If CommandBox sees the directory that it was going to install into already exists with a newer or equal version of the package inside, it will decline to install again since it would be overwriting what's already there. If you want to install anyway, use the --force flag.

install cbsoap --force

Advanced Installation

Advanced Installation

In the CFML world, there are no global conventions for where to install things to nor where to store dependencies. Therefore, CommandBox for the most part will just stick packages in the root of your site unless you tell it otherwise. It may not be pretty, but it's as good as stock CFML apps can get. That means a lot of the cool things other package managers like NPM can do simply won't be available to you.

If you're using the ColdBox MVC Platform, congratulation! You just unlocked advanced mode! ColdBox uses conventions that tells you where to put stuff, and most importantly it has modularity as a first class citizen. Not only that, but modules can be nested infinitely to nicely encapsulate dependencies and WireBox will automatically find and register each module's models for your application to use.

Module Conventions

Modules are basically smart packages and when CommandBox installs or uninstalls modules it will behave a bit differently to take advantage of the functionality only available to the CFML world via the ColdBox Platform.

When installing a module, it will be placed in the modules/ directory. That means the cbvalidation module will install here:

<webroot>/modules/cbvalidation

The cbvalidation module has dependencies of its own but it is an island unto itself and will encapsulate these.

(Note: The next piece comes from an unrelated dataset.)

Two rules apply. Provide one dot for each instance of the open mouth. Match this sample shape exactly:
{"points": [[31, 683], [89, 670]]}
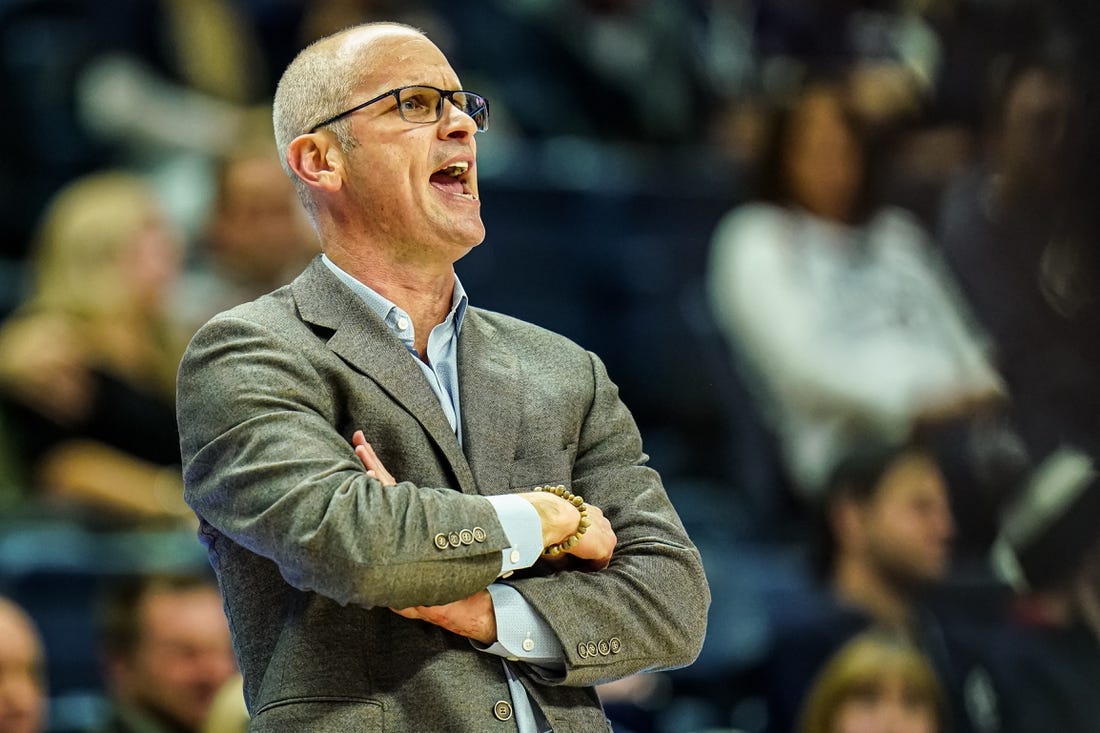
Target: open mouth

Therefore the cbi18n module will be installed in a modules/ folder inside cbvalidation.

<webroot>/modules/cbvalidation/modules/cbi18n

You'll be able to see a nice representation of this when you use the list command.

CommandBox> list
Dependency Hierarchy myApp (1.0.0)
├── coldbox (4.2.0)
└─┬ cbvalidation (1.0.0)
  └── cbi18n (1.0.0)

Moduleplicity

What this opens the door for is more than one module to depend on different versions of the same second module. Both can be installed and nested under the respective parent. In the near future, WireBox will be smart enough to present these nested modules only to their parents so they are fully encapsulated.

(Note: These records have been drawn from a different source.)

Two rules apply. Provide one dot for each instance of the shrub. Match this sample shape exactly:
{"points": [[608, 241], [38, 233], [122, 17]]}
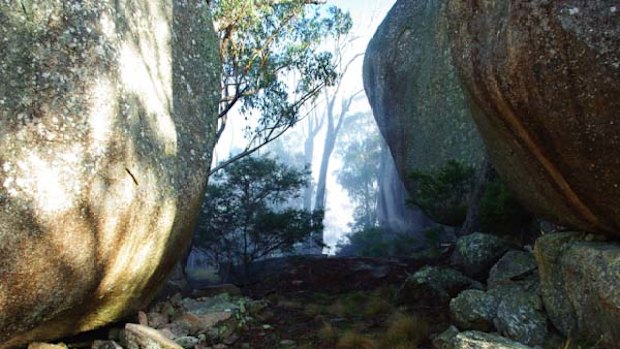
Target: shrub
{"points": [[500, 212], [443, 194]]}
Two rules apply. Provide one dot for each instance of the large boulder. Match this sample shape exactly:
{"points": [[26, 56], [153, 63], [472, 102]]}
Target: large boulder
{"points": [[545, 74], [417, 99], [107, 114], [580, 286]]}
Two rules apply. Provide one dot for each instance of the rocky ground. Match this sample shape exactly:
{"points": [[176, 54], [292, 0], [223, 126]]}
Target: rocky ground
{"points": [[486, 294]]}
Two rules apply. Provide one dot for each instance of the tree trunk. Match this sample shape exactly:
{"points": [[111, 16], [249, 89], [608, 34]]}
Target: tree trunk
{"points": [[472, 221]]}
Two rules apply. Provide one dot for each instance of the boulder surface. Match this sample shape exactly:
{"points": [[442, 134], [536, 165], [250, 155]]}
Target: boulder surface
{"points": [[107, 114], [416, 97], [545, 74], [580, 284]]}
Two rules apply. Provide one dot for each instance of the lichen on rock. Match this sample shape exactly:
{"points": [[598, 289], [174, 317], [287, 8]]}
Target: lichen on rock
{"points": [[107, 115]]}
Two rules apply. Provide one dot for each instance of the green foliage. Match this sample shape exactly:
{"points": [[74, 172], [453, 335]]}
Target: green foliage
{"points": [[373, 242], [361, 156], [244, 216], [443, 194], [272, 64], [500, 212]]}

The idea is that a module can "see" and use another module installed at the same level or higher in the hierarchy, but not lower. That makes dependencies a bit of a black box to their parents. This also allows us to bypass some redundancy. For instance, when installing a module, if a satisfying version of that module already exists at a higher level, we skip the installation. Consider this example:

install cbi18n
install cbvalidation

We know that cbvaliation requires cbi18n, but since it is already installed in the root modules folder, we won't install it again under cbvalidation.

Smart Uninstall

The last way modules are better than sliced papusas is in how they uninstall. We talked about how non-modules install-- just littered in the web root in a jumble of dependencies. When uninstalling a non-module package, CommandBox will recursively go through the dependencies and remove them as well. However, when uninstalling a module, that module's folder is simply deleted and that's it. Since all dependencies are contained in the "black box", there's no need to go hunting for them.

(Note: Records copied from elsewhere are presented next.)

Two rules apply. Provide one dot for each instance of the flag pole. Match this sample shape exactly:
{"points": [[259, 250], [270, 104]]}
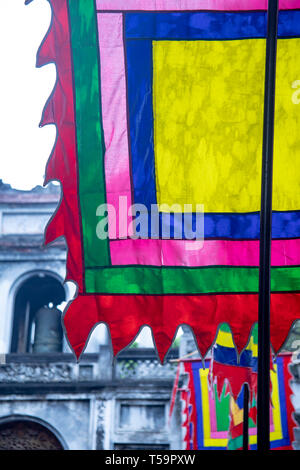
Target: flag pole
{"points": [[246, 417], [263, 386]]}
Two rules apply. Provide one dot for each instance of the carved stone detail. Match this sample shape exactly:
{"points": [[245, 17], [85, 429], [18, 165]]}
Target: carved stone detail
{"points": [[36, 373], [100, 429]]}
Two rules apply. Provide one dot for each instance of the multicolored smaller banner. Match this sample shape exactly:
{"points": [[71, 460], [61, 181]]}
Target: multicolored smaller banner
{"points": [[214, 421], [227, 366]]}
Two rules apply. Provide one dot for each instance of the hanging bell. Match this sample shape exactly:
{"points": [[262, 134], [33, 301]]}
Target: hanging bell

Multi-server functionality

Private Packages

ForgeBox allows you to publish packages that only you can see and install. You'll be able to view your private package from the CLI, in the ForgeBox.io search, and in your ForgeBox.io profile, but these packages will now show up for any other users.

Publishing private packages to ForgeBox

To create a private package, set the private property to true in your box.json prior to publishing.

package init
package set private=true
package set slug=my-slug@forgeBoxUser
etc...
publish

Installing private packages from ForgeBox

Replace forgeBoxUser with your actual ForgeBox username. When you install the package, you'll need to use the full slug like so:

install my-slug@forgeBoxUser

You can install specific versions or version ranges as you would expect:

install my-slug@forgeBoxUser@1.0.0
install my-slug@forgeBoxUser@be

Private packages will be a paid feature for ForgeBox Pro subscribers, though the feature is currently available to all users for free.